Jiddah dan Opung juga melimpahkan kasih sayang tak terhingga untuknya. Amah, punya cara sendiri menyayangi Muhammad. Termasuk ngegalakin Muhammad dengan tegas tatkala hendak main PS di televisi rumah. 

Opung memang tak sempat melihat Abang Muhammad tuntas menghafal Quran. Tapi rasanya Amah ingat betul, doa Opung selalu terucap agar Muhammad menjadi penghafal Quran. Kini doa Opung sudah mewujud. Insyaa Allah harapan Muhammad untuk terus belajar ilmu Al Quran pun akan terwujud. Semua mendoakan Abang Muhammad. Jiddah, Ayah, Bunda, Amah Nona, Om Upi, Ami Aji, dan adik-adik semua. 

Waktu terasa berlari dengan cepat. Mendapati Abang sudah berusia 20 tahun sekarang. Bukan lagi Muhammad yang tak mau lepas dari Amahnya. Bukan lagi Muhammad yang bobo di antara Amah Nona dan Om Upi.

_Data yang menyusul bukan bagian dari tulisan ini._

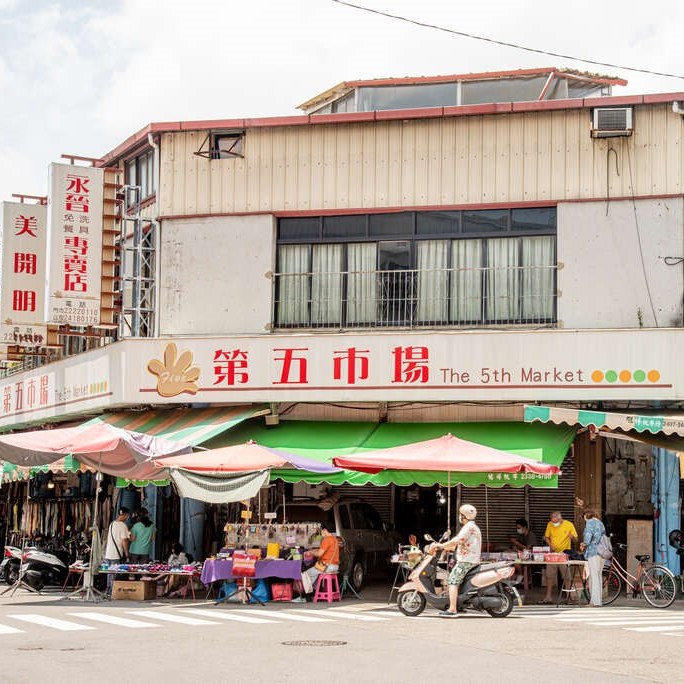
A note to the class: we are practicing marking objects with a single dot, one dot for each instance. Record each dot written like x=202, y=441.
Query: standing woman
x=593, y=531
x=142, y=536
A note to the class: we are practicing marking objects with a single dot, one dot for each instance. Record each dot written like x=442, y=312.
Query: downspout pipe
x=157, y=229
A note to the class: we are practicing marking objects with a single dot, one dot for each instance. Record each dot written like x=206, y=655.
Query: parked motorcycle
x=36, y=567
x=486, y=588
x=9, y=568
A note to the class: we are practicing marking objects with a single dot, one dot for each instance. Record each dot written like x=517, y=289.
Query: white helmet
x=468, y=512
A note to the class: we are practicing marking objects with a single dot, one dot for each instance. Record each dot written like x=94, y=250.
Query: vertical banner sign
x=22, y=287
x=75, y=244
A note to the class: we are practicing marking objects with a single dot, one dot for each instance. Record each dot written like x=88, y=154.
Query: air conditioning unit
x=611, y=122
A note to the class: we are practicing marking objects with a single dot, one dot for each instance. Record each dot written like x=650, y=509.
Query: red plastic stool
x=327, y=588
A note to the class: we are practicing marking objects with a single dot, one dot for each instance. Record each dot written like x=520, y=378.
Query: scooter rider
x=468, y=546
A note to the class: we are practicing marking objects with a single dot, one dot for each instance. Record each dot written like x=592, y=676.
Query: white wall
x=602, y=281
x=213, y=275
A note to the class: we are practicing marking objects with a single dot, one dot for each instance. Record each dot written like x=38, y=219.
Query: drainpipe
x=156, y=227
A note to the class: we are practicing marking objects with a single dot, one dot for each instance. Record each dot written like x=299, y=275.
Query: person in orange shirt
x=328, y=555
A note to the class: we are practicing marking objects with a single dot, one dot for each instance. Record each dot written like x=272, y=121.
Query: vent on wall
x=611, y=122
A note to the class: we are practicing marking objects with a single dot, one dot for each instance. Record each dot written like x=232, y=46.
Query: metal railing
x=455, y=297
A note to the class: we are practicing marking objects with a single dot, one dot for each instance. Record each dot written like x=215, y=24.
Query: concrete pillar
x=666, y=503
x=192, y=526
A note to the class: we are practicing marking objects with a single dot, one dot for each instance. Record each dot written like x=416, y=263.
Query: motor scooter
x=9, y=568
x=37, y=568
x=486, y=588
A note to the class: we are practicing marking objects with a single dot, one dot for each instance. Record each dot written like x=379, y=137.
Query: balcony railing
x=464, y=297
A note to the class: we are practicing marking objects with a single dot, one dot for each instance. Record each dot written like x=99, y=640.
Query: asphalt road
x=44, y=639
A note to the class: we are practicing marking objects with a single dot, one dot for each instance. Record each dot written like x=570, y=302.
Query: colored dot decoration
x=624, y=376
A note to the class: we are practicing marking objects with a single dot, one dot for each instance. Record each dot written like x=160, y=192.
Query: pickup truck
x=367, y=543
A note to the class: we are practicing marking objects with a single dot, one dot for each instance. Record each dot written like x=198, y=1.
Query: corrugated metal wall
x=498, y=508
x=430, y=162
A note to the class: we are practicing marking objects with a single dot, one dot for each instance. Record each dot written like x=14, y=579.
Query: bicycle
x=654, y=582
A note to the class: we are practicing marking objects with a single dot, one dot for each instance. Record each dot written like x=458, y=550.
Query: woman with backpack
x=593, y=532
x=142, y=536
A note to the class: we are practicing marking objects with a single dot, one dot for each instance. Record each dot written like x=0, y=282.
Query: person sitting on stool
x=328, y=555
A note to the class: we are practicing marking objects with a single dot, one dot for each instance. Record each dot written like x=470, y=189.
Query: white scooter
x=486, y=588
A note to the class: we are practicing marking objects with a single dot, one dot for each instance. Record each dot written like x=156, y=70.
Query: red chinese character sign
x=75, y=244
x=22, y=291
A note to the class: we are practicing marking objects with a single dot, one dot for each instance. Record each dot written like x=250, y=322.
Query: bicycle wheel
x=658, y=586
x=612, y=586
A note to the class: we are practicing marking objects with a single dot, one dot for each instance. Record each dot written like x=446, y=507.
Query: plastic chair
x=327, y=588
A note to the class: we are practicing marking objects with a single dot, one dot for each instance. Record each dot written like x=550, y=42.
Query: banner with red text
x=23, y=265
x=75, y=244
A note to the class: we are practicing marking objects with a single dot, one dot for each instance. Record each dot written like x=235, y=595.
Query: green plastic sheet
x=322, y=441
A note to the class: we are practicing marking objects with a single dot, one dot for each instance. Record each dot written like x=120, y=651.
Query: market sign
x=426, y=366
x=23, y=245
x=527, y=366
x=75, y=214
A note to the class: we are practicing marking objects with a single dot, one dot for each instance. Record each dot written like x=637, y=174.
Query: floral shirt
x=593, y=531
x=468, y=543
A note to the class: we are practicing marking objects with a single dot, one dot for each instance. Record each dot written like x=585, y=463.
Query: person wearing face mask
x=524, y=538
x=559, y=535
x=468, y=546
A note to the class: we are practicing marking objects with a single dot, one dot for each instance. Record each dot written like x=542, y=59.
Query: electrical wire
x=504, y=43
x=638, y=231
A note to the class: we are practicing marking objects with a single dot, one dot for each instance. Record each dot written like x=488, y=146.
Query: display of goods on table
x=150, y=568
x=555, y=558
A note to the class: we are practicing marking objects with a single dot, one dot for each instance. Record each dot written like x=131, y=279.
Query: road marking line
x=634, y=618
x=170, y=617
x=53, y=623
x=114, y=620
x=654, y=629
x=288, y=616
x=6, y=629
x=227, y=615
x=342, y=614
x=649, y=621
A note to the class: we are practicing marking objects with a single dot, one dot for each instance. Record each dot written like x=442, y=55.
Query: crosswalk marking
x=113, y=620
x=6, y=629
x=227, y=615
x=289, y=616
x=344, y=614
x=171, y=617
x=53, y=623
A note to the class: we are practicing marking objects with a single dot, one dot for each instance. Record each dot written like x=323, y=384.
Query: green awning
x=323, y=440
x=68, y=464
x=627, y=421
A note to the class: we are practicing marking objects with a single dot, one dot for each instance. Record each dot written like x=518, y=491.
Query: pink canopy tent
x=446, y=454
x=249, y=456
x=106, y=448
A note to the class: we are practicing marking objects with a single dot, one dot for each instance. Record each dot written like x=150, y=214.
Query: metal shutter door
x=543, y=501
x=497, y=510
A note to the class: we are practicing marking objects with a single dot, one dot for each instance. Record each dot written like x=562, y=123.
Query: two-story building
x=495, y=255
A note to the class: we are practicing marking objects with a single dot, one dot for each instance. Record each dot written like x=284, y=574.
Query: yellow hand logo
x=175, y=374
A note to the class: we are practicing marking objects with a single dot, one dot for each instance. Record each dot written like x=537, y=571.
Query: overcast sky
x=80, y=76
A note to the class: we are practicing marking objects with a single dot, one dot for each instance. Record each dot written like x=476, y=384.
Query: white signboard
x=549, y=365
x=22, y=290
x=75, y=244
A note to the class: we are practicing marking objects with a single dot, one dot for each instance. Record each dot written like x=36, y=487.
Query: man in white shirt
x=468, y=546
x=118, y=539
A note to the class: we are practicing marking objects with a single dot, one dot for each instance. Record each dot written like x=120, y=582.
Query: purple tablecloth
x=213, y=570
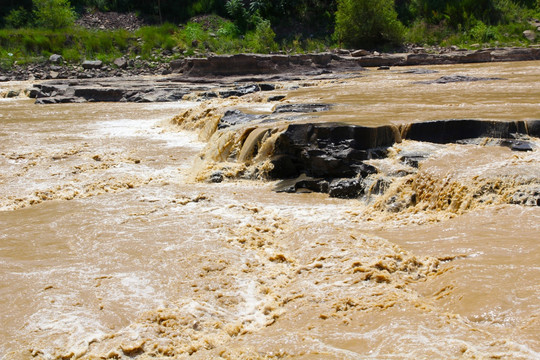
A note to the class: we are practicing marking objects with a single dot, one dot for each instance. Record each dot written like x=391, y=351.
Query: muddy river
x=112, y=247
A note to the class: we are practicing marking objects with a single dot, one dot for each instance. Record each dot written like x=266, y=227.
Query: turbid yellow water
x=110, y=248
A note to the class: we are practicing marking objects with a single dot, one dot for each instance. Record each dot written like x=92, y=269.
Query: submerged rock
x=302, y=183
x=236, y=117
x=92, y=64
x=346, y=188
x=420, y=71
x=301, y=108
x=457, y=78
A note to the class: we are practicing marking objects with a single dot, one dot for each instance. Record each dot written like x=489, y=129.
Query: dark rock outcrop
x=330, y=158
x=451, y=131
x=237, y=117
x=456, y=78
x=76, y=91
x=301, y=108
x=329, y=150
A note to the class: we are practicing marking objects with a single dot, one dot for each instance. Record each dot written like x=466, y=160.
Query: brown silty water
x=113, y=245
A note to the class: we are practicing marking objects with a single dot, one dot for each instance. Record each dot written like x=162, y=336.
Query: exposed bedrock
x=338, y=151
x=333, y=158
x=231, y=65
x=329, y=150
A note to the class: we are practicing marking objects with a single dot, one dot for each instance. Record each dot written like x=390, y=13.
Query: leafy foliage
x=367, y=23
x=53, y=14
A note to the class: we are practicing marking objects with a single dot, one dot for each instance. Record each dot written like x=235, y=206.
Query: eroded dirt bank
x=126, y=234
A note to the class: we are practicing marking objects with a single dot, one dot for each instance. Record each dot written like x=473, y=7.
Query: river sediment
x=134, y=230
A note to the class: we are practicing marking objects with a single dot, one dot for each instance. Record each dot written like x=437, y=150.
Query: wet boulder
x=452, y=131
x=240, y=91
x=457, y=78
x=237, y=117
x=56, y=59
x=92, y=64
x=346, y=188
x=301, y=108
x=303, y=183
x=330, y=150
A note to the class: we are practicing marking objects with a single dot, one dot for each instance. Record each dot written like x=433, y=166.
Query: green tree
x=367, y=23
x=53, y=14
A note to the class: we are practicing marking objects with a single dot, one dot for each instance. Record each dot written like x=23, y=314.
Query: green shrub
x=53, y=14
x=262, y=39
x=17, y=18
x=238, y=13
x=367, y=23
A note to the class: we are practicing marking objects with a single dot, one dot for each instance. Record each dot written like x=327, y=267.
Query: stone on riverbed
x=456, y=78
x=92, y=64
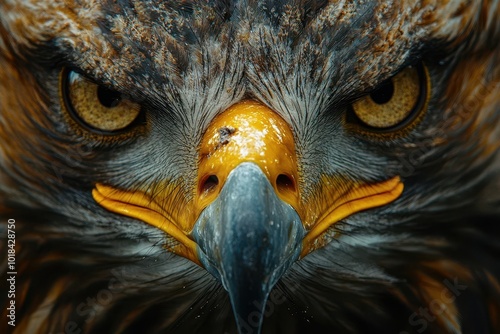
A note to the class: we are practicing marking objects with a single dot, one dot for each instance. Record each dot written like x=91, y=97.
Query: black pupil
x=108, y=98
x=384, y=93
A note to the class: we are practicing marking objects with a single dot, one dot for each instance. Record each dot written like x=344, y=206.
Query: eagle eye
x=394, y=104
x=95, y=107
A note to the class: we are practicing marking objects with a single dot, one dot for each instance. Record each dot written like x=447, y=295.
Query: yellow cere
x=248, y=132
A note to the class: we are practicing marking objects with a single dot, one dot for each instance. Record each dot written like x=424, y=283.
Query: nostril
x=285, y=183
x=209, y=184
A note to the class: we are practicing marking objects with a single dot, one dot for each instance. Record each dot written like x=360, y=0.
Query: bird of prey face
x=250, y=166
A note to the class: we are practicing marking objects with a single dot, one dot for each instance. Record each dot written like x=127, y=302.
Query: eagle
x=250, y=166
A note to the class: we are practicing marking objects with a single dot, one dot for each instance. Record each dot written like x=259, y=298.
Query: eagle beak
x=247, y=222
x=248, y=238
x=249, y=232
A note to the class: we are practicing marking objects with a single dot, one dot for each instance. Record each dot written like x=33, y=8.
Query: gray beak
x=248, y=238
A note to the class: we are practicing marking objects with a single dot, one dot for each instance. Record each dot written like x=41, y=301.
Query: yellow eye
x=395, y=103
x=95, y=107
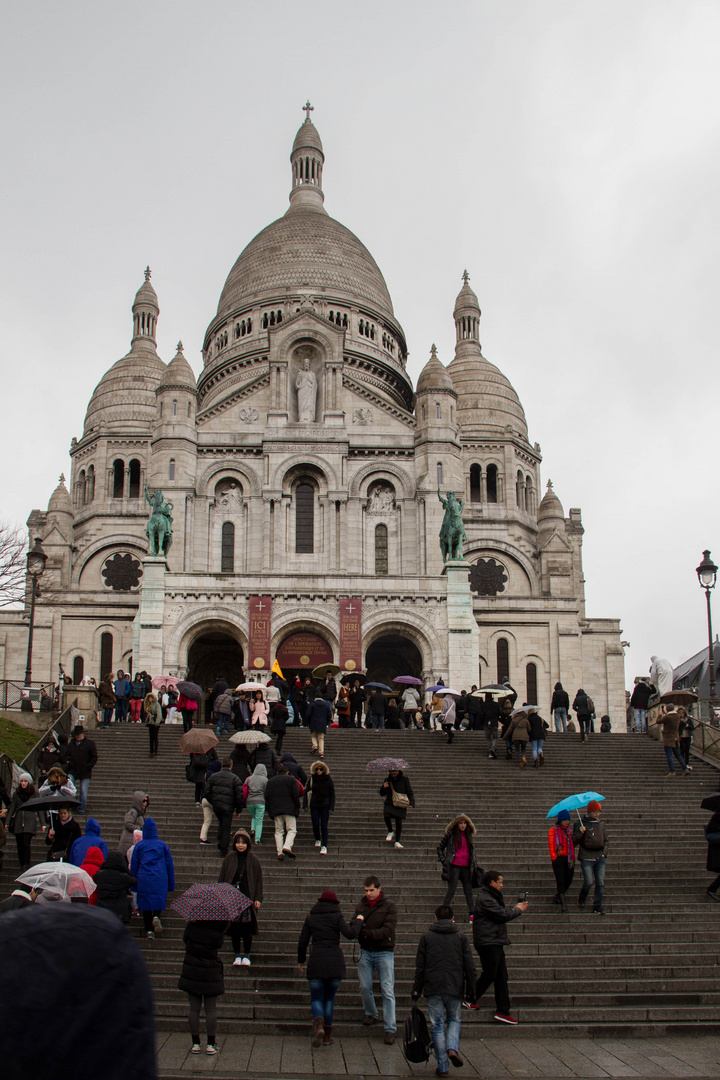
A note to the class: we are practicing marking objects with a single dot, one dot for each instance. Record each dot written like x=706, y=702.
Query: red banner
x=303, y=649
x=258, y=634
x=351, y=635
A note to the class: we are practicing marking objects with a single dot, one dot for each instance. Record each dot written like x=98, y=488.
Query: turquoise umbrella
x=574, y=802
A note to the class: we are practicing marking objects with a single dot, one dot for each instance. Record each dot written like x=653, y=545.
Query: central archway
x=391, y=656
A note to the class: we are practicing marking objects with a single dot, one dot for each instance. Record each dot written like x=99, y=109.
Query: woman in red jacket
x=562, y=853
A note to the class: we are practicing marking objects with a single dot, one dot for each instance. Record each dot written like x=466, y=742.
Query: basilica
x=302, y=478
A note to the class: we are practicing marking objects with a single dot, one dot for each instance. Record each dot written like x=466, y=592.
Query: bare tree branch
x=13, y=554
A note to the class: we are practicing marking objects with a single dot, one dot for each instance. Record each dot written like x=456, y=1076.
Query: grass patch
x=16, y=741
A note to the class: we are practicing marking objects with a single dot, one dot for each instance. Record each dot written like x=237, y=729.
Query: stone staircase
x=650, y=967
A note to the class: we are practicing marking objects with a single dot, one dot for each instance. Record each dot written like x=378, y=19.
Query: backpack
x=594, y=837
x=416, y=1037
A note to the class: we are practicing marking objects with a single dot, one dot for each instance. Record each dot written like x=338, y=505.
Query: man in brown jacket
x=669, y=724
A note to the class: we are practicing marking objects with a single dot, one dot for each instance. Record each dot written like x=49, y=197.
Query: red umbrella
x=211, y=902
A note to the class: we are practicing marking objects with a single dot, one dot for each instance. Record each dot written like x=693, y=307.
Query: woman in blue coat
x=152, y=866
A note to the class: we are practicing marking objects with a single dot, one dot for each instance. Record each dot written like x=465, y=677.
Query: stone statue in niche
x=306, y=386
x=381, y=500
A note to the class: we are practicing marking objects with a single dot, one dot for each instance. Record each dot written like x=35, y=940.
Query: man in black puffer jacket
x=444, y=972
x=225, y=794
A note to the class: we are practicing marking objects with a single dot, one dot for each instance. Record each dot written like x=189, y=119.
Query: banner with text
x=258, y=634
x=351, y=635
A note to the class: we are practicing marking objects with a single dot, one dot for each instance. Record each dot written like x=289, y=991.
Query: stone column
x=463, y=635
x=148, y=652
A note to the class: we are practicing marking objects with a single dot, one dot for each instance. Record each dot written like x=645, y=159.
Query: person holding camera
x=490, y=936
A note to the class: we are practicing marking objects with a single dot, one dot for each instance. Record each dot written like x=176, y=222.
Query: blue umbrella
x=574, y=802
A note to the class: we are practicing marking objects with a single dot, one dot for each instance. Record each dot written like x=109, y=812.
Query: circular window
x=122, y=572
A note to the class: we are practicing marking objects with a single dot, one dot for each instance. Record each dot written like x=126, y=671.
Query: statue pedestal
x=463, y=635
x=150, y=618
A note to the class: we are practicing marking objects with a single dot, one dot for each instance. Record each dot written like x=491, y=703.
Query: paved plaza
x=506, y=1055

Sekarang Muhammad menjelma sebagai pemuda dengan beban membangun peradaban masa depan dengan lebih baik. 

Semoga kebaikan Muhammad, kebaikan adik-adik yang juga cucu-cucu Opung, menjadi tabungan pahala buat Opung yang sudah lebih dahulu berpulang. Semoga Jid Dun juga kebagian pahalanya ya Bang... 

Amah dan Om Upi akan membantu sekuat tenaga, agar cita-cita Abang sekolah lagi di Madinah dapat terwujud. Jangan lupa ya Bang, untuk tetap tawadhu dan menghormati Ayah Bunda.... 
 


Kamis, 27 Mei 2021

Aci' Idun, Paman Kesayangan Kami Berpulang



Adalah suatu siang yang sendu. Mentari Syawal saat itu tak terlampau garang. Mengiringi perjalanan kami ke Ciputat. Menjumpai jasad Paman kesayangan, Cik Dun tercinta. 

Sabtu, 15 Mei 2021, tepatnya di 3 Syawal 1442 H. Allah panggil pulang Aci' kesayangan kami. Saudara kandung satu-satunya Mama. Aci' yang selama ini ibarat guardian angel buat Mama. Tiada kisah persaudaraan yang lebih indah selain yang kulihat dari mereka berdua. Selepas Aba' dan Jiddah berpulang, Mama dan Aci' menunjukkan teladan bagaimana bersaudara seharusnya. 

Saling menanggung

Saling meringankan

Saling menjaga 

Saling menutupi kekurangan

Ketika Papa wafat 10 tahun lalu, Mama memilih tinggal tak jauh dari Aci'. Mama memilih bertetangga tiga rumah dari rumah Aci'. Sedemikian erat persaudaraan itu terbangun. Apa yang Aba' dan Jiddah ajarkan pada keduanya, sehingga Mama dan Aci' demikian hangat hingga tua. 

Hingga maut memisahkan. 

Ya, kejadian Selasa siang itu adalah fragmen hingga maut memisahkan. Mama yang mendampingi Aci' di tengah sakarataul mautnya. Hingga akhirnya maut yang memisahkan, Mama yang di samping Aci' ketika Allah mengambil nyawanya dengan lembut. 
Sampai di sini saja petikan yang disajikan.